Pour découvrir toutes nos autres newsletters, rendez-vous ici : MonCompte

En vous inscrivant, vous acceptez les circumstances générales d’utilisations et notre politique de confidentialité.

Merveilles de la nature, ce sont ces fameux sens qui ont été au cœur de cette 9e édition de Neuroplanète, qui s’est tenue les 15 et 16 mars, en partenariat avec la Ville de Nice. Pendant deux jours, alors qu’a lieu au même second la Semaine du cerveau, chercheurs, neurologues, philosophes, artistes et psychiatres se sont réunis pour partager leurs recherches, leur ardour et mesurer le chemin exceptionnel qui a été parcouru ces dernières années dans l’exploration de notre cerveau. Des pouvoirs de la voix aux conséquences de la surdité, en passant par les nouvelles applied sciences pour recouvrer la vue ou remarcher, cette année encore, le programme fut riche et les salles combles d’auditeurs. Car, comme le disait aussi Jules Renard, « un cerveau bien soigné ne se fatigue jamais ».

« L’empire des sens pour moi, c’est de faire du bien à ma ville. On peut tous agir sur le cerveau, chacun à sa manière. La mienne, c’est de faire de Nice le reflet, le défi, l’espérance du futur pour ceux qui vivent ici. »Christian Estrosi, maire de Nice, président de la métropole Nice Côte d’Azur, président délégué de la région Sud Paca

« L’objet du sacré est désormais le progrès method. Il ne s’agit pas de le condamner mais de le mettre à distance, de cultiver le doute. »Camille Riquier, philosophe, doyen de la faculté de philosophie de l’Institut catholique de Paris, auteur de Nous ne savons plus croire (PUF, 2020)

La face cachée de nos vies

Intelligence, mémoire, vieillissement… En seulement une heure, Lionel Naccache, neurologue, professeur à Sorbonne Université, chercheur à l’Institut du cerveau, normalien et auteur de nombreux essais (Apologie de la discrétion, Odile Jacob), a passé en revue tout ce que l’on sait – ou non – sur le cerveau. À commencer par le sommeil. « C’est un tiers de notre vie, une face cachée de l’existence dont on a peu de souvenirs », s’émerveille le scientifique.
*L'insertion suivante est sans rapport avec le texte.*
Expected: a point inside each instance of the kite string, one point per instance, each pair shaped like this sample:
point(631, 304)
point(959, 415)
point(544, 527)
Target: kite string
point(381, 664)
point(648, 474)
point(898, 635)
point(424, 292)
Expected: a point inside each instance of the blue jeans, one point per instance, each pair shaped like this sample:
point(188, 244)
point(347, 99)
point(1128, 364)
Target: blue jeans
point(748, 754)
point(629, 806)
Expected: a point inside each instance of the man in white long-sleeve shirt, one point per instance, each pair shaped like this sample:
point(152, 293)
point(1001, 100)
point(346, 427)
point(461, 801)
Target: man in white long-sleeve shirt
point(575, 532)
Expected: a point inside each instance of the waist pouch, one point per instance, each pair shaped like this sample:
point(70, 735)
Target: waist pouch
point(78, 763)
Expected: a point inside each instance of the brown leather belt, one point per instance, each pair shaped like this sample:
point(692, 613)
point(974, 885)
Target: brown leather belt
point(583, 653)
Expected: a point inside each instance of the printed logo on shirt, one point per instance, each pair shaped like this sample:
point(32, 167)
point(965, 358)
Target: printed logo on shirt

C’est pourtant ce même sommeil qui pourrait permettre à chacun d’entre nous de devenir un génie. « Thomas Edison s’est rendu compte qu’il y avait une situation propice à sa créativité intellectuelle. Celle de penser éveillé au problème à résoudre, puis de se laisser aller dans un sommeil léger, muni d’une sphère métallique prête à tomber et à le réveiller pour ne pas le laisser trop sombrer. À coup presque sûr, dès son réveil, il avait la answer à son problème. » Cette « méthode Edison » a été vérifiée au cours d’une étude réalisée en 2023 par deux chercheuses, Delphine Oudiette et Isabelle Arnulf. « La proportion de sujets qui trouvaient la answer au problème donné grimpait à 80 % chez ceux réveillés dès la fin de la section 1 de leur sommeil. » Quant à la query de savoir si l’on exploite assez « cette merveille de technologie », Lionel Naccache est catégorique. « On utilise 100 % de notre cerveau en permanence. Mais ce même cerveau ne cesse de se sculpter par l’expérience, l’éducation, les interactions sociales. » Pour prendre soin de cette neuroplasticité, « il ne faut pas médicaliser la vie saine. L’important, c’est de stimuler son cerveau et ses compétences de manière apaisée, en se laissant guider par ce que l’on aime », préconise le scientifique.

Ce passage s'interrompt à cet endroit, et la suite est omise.